Ce que l’on disait improbable s’est produit. Le taux d’intérêt de court terme est supérieur à 5 %. Peut-être que tous ces économistes monétaires ont raison et que le taux d’intérêt reviendra à zéro dans le futur. Mais il me semble que certains ont été trop hâtifs en extrapolant ce qui s’est passé entre 2008 et 2021. Après tout, jusqu’à 2008 presque personne ne pensait que les taux d’intérêt d’équilibre puissent être nuls. Les macroéconomistes n’ont pratiquement pas réfléchi aux taux d’intérêt nuls avant 2008 (ou 1998 dans le cas du Japon) et ils ne pensaient guère à autre chose après. Si nous avons changé d’avis une fois, nous pouvons encore changé d’avis. En outre, il n’est pas facile d’expliquer en théorie les taux d’intérêt réels d’équilibre nuls ou négatifs, aussi longtemps que les entreprises montrent une croissance de la productivité et les consommateurs une certaine impatience.

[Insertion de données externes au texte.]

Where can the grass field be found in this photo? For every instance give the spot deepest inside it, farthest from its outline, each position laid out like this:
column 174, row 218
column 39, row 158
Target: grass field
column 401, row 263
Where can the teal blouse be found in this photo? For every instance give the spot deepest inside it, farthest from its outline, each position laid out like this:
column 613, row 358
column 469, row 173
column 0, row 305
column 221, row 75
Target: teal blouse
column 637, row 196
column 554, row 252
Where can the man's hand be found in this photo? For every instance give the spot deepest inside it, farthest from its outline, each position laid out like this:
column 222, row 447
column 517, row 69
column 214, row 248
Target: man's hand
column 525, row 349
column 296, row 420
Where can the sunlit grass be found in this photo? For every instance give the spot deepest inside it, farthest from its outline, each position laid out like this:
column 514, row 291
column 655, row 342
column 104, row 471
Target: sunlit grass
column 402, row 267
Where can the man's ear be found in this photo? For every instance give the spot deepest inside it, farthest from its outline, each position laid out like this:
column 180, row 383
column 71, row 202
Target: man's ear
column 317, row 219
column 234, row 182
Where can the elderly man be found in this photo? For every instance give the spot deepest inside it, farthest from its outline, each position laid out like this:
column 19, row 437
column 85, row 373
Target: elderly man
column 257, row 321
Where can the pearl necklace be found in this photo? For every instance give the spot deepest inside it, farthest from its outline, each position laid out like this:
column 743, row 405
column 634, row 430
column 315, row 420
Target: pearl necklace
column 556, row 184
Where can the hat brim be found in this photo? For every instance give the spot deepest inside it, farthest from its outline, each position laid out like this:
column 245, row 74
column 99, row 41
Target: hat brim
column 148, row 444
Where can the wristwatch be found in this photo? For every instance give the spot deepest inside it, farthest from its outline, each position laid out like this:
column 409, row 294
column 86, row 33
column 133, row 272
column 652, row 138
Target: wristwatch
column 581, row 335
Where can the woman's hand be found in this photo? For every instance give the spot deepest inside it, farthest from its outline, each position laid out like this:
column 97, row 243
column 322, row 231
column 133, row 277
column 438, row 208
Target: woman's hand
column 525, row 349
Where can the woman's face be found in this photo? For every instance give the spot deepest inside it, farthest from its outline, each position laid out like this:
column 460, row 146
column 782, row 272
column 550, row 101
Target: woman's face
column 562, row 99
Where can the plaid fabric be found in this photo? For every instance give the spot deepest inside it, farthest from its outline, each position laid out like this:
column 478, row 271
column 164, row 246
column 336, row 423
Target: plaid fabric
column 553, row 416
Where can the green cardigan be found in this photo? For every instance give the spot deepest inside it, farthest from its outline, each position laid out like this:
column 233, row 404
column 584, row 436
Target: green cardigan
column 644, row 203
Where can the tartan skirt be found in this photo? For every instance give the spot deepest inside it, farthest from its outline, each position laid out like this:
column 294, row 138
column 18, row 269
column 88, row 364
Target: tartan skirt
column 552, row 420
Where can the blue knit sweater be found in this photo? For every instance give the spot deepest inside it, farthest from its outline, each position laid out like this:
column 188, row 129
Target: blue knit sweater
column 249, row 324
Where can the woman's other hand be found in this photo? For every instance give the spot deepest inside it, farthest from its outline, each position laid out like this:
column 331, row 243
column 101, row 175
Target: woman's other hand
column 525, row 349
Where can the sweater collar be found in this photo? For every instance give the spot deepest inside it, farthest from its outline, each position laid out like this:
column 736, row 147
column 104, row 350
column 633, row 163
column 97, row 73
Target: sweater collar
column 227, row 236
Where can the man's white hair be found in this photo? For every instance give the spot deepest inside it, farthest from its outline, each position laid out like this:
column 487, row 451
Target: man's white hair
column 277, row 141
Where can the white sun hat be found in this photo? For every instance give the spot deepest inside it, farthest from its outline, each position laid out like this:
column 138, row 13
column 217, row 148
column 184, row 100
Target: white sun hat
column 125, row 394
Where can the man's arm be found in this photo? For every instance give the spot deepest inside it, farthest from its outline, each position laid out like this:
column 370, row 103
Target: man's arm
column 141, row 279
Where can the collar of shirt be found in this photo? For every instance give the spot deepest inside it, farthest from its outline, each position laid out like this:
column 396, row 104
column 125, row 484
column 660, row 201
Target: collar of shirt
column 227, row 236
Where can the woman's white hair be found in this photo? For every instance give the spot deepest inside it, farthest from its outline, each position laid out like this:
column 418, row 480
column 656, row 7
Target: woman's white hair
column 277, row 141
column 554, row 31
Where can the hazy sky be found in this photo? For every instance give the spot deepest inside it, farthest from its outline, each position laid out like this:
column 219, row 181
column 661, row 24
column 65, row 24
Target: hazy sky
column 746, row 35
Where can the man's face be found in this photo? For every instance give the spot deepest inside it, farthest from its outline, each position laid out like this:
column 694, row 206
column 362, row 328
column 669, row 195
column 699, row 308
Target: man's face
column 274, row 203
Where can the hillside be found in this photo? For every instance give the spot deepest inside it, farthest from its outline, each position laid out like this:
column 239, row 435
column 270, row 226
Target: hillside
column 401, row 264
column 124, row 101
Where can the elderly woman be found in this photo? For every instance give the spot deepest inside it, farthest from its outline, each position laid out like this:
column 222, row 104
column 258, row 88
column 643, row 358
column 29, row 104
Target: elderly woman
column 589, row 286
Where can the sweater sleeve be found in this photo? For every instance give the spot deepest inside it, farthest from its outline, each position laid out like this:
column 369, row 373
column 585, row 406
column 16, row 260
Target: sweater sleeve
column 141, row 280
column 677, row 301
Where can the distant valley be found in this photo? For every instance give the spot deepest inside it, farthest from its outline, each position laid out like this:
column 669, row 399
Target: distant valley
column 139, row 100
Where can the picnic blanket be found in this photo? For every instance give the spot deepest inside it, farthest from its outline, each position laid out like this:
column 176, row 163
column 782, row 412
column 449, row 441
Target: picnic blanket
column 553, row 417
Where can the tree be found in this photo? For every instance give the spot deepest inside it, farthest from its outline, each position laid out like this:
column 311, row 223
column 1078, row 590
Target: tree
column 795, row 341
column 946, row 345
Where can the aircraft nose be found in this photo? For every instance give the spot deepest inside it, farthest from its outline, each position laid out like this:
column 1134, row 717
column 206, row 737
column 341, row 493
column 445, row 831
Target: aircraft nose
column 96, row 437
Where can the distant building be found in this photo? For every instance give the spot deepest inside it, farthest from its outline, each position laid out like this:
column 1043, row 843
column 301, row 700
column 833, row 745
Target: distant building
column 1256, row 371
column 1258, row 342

Je ne sais pas ce que seront les taux d’intérêt à l’avenir. Mais je doute qu’ils reviennent à zéro. S’ils n’y revenaient pas, ce serait une bonne nouvelle pour la politique monétaire : elle serait moins contrainte que précédemment. Mais ce serait une mauvaise nouvelle pour la politique budgétaire : elle serait de nouveau contrainte par la perspective d’une hausse continue des ratios dette publique sur PIB. »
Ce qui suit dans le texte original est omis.